A shared IP address saves money, but it’s a bad idea.

Limited Service

The big companies have various ways to limit service.  One of them doesn’t provide telephone service at all–you send them an email.  If they’re really interested they’ll call you back.  Later.  But at the moment you’re panicked or having problems–and you site is not delivering your message properly–you may not be able to get help.

You also may find that there is telephone support, but you have to wait a looooong time to reach them!  How much is your time worth while you’re on hold?  The most annoying part of this is that you’re likely to hear that “Your call is very important to us…”  while you know that it’s not so important that they bothered to hire enough people to keep up with the call volume.

Perhaps the most annoying way to chisel on support is to have multi-tier support.  You explain the problem first to someone who has limited knowledge, runs you through a script of actions for you to take, to screen out a couple of simple problems.  Then you are transferred to someone else who perhaps can actually help you.  Here, too, you’re paying for the cheap hosting service by wasting your own time.

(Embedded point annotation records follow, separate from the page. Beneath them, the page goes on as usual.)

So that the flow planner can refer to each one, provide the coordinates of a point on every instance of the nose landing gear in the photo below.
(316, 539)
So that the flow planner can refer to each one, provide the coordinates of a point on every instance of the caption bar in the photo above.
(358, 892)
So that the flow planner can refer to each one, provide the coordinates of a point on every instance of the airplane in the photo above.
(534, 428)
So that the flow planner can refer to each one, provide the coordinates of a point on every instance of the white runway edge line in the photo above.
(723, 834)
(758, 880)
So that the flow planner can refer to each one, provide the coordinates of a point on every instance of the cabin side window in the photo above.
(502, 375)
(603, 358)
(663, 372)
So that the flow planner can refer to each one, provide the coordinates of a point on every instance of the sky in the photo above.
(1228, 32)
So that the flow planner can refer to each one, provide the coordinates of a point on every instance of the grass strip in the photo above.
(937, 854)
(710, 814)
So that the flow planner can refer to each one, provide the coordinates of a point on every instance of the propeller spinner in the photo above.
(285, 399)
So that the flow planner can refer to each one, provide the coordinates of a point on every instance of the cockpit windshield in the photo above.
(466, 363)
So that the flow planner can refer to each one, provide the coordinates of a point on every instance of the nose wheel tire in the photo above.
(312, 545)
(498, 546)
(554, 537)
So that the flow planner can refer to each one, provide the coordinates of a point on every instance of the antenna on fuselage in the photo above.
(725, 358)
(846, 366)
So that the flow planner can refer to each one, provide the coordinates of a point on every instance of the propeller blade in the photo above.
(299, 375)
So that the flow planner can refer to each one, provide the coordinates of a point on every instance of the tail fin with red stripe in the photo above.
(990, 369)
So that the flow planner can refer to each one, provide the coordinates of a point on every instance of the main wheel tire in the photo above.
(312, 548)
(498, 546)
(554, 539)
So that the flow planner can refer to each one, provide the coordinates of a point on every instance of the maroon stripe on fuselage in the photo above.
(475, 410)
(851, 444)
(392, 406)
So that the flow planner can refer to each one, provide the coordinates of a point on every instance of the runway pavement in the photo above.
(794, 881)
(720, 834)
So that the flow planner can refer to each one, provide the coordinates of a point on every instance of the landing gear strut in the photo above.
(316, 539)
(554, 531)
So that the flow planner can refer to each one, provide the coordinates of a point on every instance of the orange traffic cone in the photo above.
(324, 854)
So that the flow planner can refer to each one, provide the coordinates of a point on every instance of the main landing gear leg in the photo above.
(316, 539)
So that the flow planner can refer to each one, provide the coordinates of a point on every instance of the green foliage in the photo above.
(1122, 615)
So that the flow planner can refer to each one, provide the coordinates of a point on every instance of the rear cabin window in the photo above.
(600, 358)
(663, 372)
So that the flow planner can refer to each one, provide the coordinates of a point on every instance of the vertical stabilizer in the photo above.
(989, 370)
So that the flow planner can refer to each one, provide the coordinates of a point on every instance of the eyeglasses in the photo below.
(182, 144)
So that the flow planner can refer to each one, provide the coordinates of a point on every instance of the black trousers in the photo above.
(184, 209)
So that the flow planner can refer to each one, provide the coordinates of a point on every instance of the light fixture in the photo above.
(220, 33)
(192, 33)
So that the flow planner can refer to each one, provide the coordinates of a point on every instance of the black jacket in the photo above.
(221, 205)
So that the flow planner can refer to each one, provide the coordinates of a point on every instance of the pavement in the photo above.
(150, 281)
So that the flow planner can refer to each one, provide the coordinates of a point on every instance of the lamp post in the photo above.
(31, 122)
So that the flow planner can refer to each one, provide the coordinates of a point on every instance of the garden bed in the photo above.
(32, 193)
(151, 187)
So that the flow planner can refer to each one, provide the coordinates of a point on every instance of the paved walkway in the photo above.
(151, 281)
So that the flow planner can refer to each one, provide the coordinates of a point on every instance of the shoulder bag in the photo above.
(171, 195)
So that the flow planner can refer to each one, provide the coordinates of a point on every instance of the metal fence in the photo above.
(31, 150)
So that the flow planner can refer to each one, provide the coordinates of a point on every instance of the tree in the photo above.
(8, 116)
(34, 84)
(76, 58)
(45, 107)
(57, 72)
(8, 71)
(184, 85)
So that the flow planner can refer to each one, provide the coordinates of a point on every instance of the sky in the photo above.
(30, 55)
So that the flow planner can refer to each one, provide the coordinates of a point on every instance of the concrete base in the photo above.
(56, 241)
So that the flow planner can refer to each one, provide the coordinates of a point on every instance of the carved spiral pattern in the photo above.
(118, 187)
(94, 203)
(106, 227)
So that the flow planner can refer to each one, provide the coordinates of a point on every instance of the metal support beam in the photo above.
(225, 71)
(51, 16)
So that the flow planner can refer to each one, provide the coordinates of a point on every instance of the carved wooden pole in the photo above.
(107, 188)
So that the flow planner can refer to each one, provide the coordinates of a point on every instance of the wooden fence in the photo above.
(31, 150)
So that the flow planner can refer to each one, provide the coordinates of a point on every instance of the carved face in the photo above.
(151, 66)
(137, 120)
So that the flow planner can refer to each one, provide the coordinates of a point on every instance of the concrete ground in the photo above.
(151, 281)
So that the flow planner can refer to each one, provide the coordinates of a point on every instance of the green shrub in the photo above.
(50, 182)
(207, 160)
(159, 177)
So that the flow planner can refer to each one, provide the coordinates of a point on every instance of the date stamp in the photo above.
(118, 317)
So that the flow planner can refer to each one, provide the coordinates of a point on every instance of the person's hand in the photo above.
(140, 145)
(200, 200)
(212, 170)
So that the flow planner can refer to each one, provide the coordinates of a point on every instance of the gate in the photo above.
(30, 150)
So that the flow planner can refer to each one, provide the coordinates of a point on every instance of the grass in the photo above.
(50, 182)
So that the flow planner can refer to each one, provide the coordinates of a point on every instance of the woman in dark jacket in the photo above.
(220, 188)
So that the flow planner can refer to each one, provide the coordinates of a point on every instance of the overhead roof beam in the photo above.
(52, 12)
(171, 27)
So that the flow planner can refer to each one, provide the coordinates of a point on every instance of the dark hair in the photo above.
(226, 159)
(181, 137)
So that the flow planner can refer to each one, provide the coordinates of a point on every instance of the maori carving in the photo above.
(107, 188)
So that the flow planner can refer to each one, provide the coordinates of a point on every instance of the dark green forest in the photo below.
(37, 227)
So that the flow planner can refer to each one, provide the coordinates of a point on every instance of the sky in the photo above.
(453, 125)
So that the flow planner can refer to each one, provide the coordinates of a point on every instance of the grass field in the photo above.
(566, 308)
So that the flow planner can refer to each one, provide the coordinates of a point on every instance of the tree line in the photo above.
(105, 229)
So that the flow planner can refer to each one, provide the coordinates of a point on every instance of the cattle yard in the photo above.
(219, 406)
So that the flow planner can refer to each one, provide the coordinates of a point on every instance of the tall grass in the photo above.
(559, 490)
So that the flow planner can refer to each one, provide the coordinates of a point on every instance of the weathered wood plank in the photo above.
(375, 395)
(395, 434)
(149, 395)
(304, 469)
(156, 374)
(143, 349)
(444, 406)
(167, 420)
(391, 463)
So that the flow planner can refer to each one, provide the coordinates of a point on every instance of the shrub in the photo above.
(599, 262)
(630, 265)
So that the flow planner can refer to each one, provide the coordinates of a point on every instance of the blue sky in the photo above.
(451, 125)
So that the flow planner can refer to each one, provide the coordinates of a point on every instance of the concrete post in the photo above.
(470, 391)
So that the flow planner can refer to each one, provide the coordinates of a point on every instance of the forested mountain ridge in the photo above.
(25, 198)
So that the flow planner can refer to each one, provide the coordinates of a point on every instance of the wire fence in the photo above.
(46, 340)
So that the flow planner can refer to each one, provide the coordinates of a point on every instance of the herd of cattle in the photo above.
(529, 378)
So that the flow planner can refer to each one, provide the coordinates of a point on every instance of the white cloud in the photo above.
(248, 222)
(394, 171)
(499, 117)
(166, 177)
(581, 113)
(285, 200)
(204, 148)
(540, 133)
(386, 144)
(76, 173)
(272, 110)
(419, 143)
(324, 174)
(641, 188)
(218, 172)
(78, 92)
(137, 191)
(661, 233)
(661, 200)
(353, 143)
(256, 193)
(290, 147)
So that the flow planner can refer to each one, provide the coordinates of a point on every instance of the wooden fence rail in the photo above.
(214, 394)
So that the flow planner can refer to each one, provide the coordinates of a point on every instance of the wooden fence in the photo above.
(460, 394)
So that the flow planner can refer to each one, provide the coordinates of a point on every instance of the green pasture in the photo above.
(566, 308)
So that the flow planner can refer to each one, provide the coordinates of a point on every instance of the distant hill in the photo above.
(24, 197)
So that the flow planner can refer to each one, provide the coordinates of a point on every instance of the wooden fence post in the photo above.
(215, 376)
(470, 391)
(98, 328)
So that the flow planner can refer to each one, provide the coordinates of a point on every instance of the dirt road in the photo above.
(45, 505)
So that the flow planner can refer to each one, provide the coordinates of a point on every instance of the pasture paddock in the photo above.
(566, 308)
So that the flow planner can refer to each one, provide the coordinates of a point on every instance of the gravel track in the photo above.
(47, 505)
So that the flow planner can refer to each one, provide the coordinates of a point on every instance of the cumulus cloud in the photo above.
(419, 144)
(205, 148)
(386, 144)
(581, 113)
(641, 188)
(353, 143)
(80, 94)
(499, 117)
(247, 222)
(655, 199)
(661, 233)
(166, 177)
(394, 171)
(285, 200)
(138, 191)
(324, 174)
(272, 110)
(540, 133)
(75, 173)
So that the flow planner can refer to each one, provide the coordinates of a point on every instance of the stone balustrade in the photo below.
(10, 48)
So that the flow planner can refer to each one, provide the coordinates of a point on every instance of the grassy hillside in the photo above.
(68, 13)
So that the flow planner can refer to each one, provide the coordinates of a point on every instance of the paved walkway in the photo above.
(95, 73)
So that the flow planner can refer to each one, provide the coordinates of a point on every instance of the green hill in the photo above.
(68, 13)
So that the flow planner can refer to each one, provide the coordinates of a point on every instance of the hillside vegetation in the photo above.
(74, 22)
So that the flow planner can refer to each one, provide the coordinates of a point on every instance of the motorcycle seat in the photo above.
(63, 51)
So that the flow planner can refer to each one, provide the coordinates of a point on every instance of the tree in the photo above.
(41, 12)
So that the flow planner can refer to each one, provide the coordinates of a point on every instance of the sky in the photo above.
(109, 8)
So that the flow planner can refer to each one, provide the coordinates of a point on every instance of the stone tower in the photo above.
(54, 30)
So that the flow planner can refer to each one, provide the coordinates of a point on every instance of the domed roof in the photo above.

The service that you want is a real person who can solve problems for you, available 24 hours a day.

The Bottom Line

Expect to spend $20 a month for site hosting.  Use pingdom.com to measure your site’s home page load time.  Run WordFence’s security scan on your site, and if it doesn’t complete, upgrade your hosting service or move to another service.

One way to get great hosting service is to use Dave’s Super Hosting Service; there are also other competent hosting providers.